Quebrar la cultura de la violencia a través del compromiso social
Cuando llama la atención la cantidad de hechos violentos en el ámbito familiar y vecinal, la respuesta inmediata es acusar a la policía y a la Justicia de ineficiencia y burocratización. Sin negar esos argumentos, hay otro que, en general, se margina.
Nuestro país tiene, como muchos, una tradición autoritaria y de violencia social, pero con la particularidad del aval ideológico reiterado: no faltan los apologistas de la violencia y de los violentos para la resolución de los conflictos.
Una parte de la cultura respalda al autoritarismo. Democracia no es sólo votar y permitir que las minorías se expresen: es vivir diariamente con respeto hacia el otro, su persona y sus derechos. Es solidaridad y consideración al necesitado. Hoy, al observar un hecho violento en la calle, lo más probable es que nadie intervenga, y si lo hace, el comedido puede terminar siendo la víctima.
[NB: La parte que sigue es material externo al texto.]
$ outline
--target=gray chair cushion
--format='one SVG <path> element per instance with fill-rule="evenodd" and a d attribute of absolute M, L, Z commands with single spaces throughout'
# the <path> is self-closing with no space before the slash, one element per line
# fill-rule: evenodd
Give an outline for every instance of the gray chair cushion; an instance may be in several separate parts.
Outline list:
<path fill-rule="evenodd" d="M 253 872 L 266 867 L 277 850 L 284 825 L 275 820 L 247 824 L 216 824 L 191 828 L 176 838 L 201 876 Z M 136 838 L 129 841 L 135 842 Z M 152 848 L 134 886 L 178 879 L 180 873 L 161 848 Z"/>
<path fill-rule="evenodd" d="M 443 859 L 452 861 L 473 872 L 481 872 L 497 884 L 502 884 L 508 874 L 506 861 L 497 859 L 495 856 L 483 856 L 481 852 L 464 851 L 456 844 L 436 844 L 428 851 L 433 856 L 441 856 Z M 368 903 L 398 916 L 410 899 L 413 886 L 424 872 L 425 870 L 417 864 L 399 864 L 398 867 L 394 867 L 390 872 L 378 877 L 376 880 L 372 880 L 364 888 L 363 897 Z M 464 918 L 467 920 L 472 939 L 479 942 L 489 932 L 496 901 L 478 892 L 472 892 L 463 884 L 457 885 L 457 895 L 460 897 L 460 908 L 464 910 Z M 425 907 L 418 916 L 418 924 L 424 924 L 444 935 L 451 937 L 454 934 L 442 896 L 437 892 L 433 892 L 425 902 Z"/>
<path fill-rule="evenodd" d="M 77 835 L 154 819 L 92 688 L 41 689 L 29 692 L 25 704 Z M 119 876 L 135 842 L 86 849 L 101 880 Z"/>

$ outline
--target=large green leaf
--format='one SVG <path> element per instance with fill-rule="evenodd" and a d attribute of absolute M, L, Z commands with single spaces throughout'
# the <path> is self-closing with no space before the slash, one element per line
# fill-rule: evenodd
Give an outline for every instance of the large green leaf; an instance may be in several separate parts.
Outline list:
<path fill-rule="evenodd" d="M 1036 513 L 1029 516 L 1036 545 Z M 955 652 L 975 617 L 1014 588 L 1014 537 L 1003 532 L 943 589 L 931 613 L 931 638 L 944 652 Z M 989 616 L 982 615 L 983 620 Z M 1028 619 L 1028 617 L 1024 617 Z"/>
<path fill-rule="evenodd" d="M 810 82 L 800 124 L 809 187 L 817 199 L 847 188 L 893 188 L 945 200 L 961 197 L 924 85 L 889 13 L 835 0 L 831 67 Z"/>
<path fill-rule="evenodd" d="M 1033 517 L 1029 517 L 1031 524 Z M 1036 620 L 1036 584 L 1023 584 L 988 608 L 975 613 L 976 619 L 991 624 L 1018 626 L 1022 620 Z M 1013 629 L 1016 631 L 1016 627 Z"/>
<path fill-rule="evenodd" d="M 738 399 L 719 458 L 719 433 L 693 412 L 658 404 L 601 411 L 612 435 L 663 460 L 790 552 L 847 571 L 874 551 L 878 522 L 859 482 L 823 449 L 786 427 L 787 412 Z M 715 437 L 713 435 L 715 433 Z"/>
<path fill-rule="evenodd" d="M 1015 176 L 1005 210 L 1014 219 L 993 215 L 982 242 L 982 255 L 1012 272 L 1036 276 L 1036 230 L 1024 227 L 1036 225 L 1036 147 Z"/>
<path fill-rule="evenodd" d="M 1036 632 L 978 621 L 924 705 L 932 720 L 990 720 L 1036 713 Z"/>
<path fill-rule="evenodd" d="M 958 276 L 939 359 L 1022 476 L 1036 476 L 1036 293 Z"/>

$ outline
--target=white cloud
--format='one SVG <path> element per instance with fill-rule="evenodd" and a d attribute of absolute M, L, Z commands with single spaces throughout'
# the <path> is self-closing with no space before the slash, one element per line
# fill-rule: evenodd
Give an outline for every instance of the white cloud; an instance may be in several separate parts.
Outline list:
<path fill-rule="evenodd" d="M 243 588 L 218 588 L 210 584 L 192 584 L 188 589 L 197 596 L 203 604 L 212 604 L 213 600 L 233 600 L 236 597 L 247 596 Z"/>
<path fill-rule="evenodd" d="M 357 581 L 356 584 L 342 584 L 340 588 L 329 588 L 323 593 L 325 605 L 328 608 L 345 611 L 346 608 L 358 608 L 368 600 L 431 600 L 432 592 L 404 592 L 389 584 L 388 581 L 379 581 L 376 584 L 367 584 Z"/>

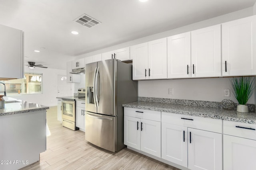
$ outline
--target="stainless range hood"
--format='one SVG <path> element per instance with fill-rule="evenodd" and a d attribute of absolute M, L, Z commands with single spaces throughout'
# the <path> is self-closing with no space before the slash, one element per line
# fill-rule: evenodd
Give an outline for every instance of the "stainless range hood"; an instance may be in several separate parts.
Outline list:
<path fill-rule="evenodd" d="M 84 67 L 72 69 L 72 71 L 70 72 L 70 74 L 84 74 L 85 69 Z"/>

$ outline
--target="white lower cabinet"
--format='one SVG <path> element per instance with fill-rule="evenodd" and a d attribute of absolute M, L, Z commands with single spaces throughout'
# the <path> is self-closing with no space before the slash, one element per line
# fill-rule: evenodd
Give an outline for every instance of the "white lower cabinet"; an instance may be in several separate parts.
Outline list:
<path fill-rule="evenodd" d="M 256 169 L 256 125 L 223 121 L 224 170 Z"/>
<path fill-rule="evenodd" d="M 76 101 L 76 126 L 79 130 L 85 131 L 85 102 Z"/>
<path fill-rule="evenodd" d="M 222 169 L 221 120 L 162 112 L 161 121 L 162 158 L 190 170 Z"/>
<path fill-rule="evenodd" d="M 124 107 L 124 144 L 161 157 L 161 113 Z"/>
<path fill-rule="evenodd" d="M 188 128 L 188 168 L 222 169 L 222 135 Z"/>

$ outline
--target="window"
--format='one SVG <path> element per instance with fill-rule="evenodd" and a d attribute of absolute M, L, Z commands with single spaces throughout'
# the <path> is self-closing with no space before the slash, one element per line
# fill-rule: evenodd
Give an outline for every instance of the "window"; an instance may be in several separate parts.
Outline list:
<path fill-rule="evenodd" d="M 40 94 L 42 92 L 41 73 L 25 73 L 24 78 L 2 81 L 5 84 L 7 94 Z M 0 92 L 4 86 L 0 84 Z"/>

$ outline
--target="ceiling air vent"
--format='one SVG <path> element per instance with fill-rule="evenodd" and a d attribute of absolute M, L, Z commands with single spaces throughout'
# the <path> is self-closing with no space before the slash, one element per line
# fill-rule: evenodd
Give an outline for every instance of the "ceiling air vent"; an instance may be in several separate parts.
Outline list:
<path fill-rule="evenodd" d="M 101 23 L 99 21 L 96 20 L 86 14 L 84 14 L 80 16 L 75 20 L 74 21 L 88 28 L 90 28 Z"/>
El que rompe el círculo de la indiferencia, solo y aislado, se encontrará con la falta de respaldo, la respuesta burocrática y la pregunta final: "¿Para qué se mete?".
En la violencia doméstica el control judicial es mínimo frente a los hechos, que ocurren, como en las disputas entre vecinos, por la indiferencia inicial de quienes están cerca, hasta que se torna incontrolable. Los primeros que tienen conocimiento son los allegados, parientes y vecinos, pero temen intervenir y consideran que es problema ajeno.
En general, la violencia letal no explota súbitamente, sino que tiene antecedentes observables y crecientes. Para detener su avance deberían existir un sistema de control informal operativo y un mínimo de orden: el conjunto de parientes o vecinos deberían constituir la primera valla al avance del violento, y no esconderse para no ser luego víctimas del victimario o pasar largas horas en un tribunal como testigo.
Esto resulta quimérico cuando la anomia o la indiferencia campean y cuando el que actúa será mirado como una posible víctima futura. Faltan interés, compromiso y, sobre todo, coraje cívico, aun en hechos menores. Esto no puede imponerse por ley. La gente mira y sigue caminando.
Un buen ejemplo es el tránsito: no puede hacerse un tramo por ciudad o por ruta sin observar una cantidad de conductas antisociales, violentas, despectivas y negadoras de la existencia del otro, convertido en un obstáculo al propio avance. Todos piensan sólo en sí mismos: peatones, ciclistas, automovilistas, conductores profesionales. Miles de policías no harán lo que una educación respetuosa del otro puede lograr. El respeto y la consideración no son prioritarios: por el contrario, parece fomentarse su desprecio. Luego, tarde, se hablará de tragedias, desgracias y patologías incontrolables.
En el campo de la violencia doméstica, subsiste en la conducta social lo que está condenado por el derecho. Pero no es por medio de la ley que puede lograrse que el hombre no considere a la mujer o a sus hijos inferiores u objetos a su disposición. Si rige el modelo del "no te metás", ningún "colectivo" irá a increpar al violento. Se cierra la puerta y que "intervenga la Justicia", que lo hará cuando el daño sea grave o irreversible. Las estadísticas recogen los dramas finales.
En conflictos entre vecinos, frente al fracaso de la intervención de un conjunto de personas deberían operar tribunales vecinales, sin dilación ni burocratización, con poder suficiente para llamar a los involucrados o aplicar correctivos si fueran necesarios. En temas de vecindad es fundamental valorizar la composición rápida del conflicto, más que la sanción, última instancia que muchas veces no mejora la convivencia, sino que la agrava. En suma, la violencia cotidiana sólo puede minimizarse por una combinación de las actitudes de los particulares. Diez vecinos comprometidos en el momento oportuno pueden hacer más que un juez dos años después.